Published: Wed 18 Feb 2004 08:41 AM
Sudan: UN Agencies Relocate Refugees From Chad Border, Airlift Food Aid To Darfur
The United Nations refugee agency is mounting an emergency airlift to eastern Chad this week to bring more than 256 tons of aid supplies to 110,000 Sudanese refugees currently scattered along a 600-kilometre stretch of remote borderland.
“The airlift coincides with an urgent refugee relocation operation aimed at moving tens of thousands of refugees away from the insecure Chad-Sudan border to safer camps further inland before the start of the rainy season in May,” Ron Redmond, a spokesman for the UN High Commissioner for Refugees ( http://www.unhcr.ch/cgi-bin/texis/vtx/home?page=news UNHCR), said at a press briefing in Geneva.

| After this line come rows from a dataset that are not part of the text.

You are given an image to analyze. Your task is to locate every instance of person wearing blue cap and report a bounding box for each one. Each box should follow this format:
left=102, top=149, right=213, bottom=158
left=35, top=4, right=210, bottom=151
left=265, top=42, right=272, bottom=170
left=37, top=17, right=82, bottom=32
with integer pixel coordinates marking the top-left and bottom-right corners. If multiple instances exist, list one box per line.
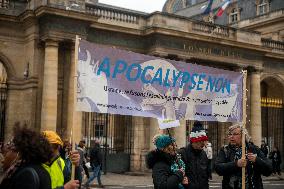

Nearly 4,000 refugees have been transported so far to two new camps. “Obviously, we’ve still got a long way to go in this race against time and the elements,” he added.
Meanwhile, as conditions deteriorate in the Darfur region in western Sudan, the UN World Food Programme (WFP) is airlifting food aid into the area to help alleviate the suffering of tens of thousands of people displaced by the conflict there.
The airlift of some 500 tons of sorghum to El Fasher, in North Darfur, is an interim measure to ensure that food reaches people who have been cut off since November. Insecurity continues to prevent WFP from transporting food by road from its main warehouses to key supply points in El Fasher and Nyala.
“We are not planning a massive airlift to the region, since we hope that road transportation will be re-established very soon,” said Bradley Guerrant, WFP’s Deputy Country Director for Sudan. “This is intended to meet the urgent needs of people we have been unable to reach for several months.”
The airlift of sorghum comes in response to additional urgent needs in the region, where in recent weeks WFP has managed to distribute nearly 2,000 tons of food assistance to 105,000 displaced people – 96,000 in Kutum town and another 9,000 in four other locations. An additional 28,000 displaced people are still expecting assistance in Kutum, where WFP’s stocks have run out.
An estimated one million people have been displaced in Darfur as a result of the conflict between rebel movements, militias and the Government of Sudan. To escape the fighting, which began a year ago, another 110,000 people have crossed the border into Chad where they will receive WFP food. On the Sudanese side of the border, humanitarian agencies are hopeful that current access to Kutum will be extended to cover other areas in Greater Darfur so that assistance can reach those who desperately need it.